One evening, Georget went to his mother and asked:

"Do you still like it here very much, mamma?"

"Do I like it, my boy? Why I should be very hard to suit if I wasn't happy here; a pretty house, a lovely country, pleasant work, all the good things of life, and such a kind master, who keeps asking me if there is anything I want! Aren't you happy and content to be here yourself?"

"Forgive me, mother, I am perfectly contented. We have been here a long time already, haven't we?"

"A long time! Only nine days, my dear."

"Only nine days! That is strange! It seems to me as if it was more than a month!"

"Poor boy! Are you so terribly bored?
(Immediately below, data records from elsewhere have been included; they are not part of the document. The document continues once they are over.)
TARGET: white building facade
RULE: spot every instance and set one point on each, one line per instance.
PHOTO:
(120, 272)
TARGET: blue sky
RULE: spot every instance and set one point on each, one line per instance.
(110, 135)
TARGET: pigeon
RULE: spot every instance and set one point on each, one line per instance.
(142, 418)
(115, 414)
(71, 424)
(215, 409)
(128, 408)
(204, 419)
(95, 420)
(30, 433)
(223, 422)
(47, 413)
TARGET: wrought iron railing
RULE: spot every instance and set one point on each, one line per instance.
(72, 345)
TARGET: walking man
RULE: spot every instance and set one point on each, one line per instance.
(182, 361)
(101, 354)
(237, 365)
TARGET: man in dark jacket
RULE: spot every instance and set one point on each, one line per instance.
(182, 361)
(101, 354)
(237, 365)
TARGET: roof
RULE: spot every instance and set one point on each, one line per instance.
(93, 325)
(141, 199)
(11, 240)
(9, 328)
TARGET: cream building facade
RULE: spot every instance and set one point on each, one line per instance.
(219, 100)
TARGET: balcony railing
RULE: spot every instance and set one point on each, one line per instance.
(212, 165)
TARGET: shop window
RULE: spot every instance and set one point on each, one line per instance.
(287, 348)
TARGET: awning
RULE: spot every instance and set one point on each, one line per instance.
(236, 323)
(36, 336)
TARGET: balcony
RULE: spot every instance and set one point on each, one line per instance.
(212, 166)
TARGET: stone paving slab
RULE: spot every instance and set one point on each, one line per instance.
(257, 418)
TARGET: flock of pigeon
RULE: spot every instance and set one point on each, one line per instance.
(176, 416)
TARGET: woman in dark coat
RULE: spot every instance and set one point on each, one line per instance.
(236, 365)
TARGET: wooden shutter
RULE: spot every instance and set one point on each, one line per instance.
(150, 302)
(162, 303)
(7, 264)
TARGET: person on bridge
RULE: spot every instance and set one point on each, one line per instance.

Do you regret Paris?"

"Oh, no! I don't regret Paris, mother! I don't think of Paris at all! But, although I have said that I would never step foot in Paris again, if you should happen to need anything, if you have left anything at our rooms that you miss, you must tell me so, mother; because it would take me only a short time to go and get it for you; and I will return at once, I won't stop an instant. It is such a little way from here to Paris, that I am sure it wouldn't take me three hours to go and come back!"

"Thanks, my child, but I have no need to send you to Paris; I haven't left anything at home that I need; you won't have to take that trip."

Georget said nothing more, but his face betrayed his disappointment; however, he dared not insist, for he feared that his mother would read what was going on in his heart. A few days later, Georget accosted Pongo, who was busily engaged in a dispute with a superb dahlia.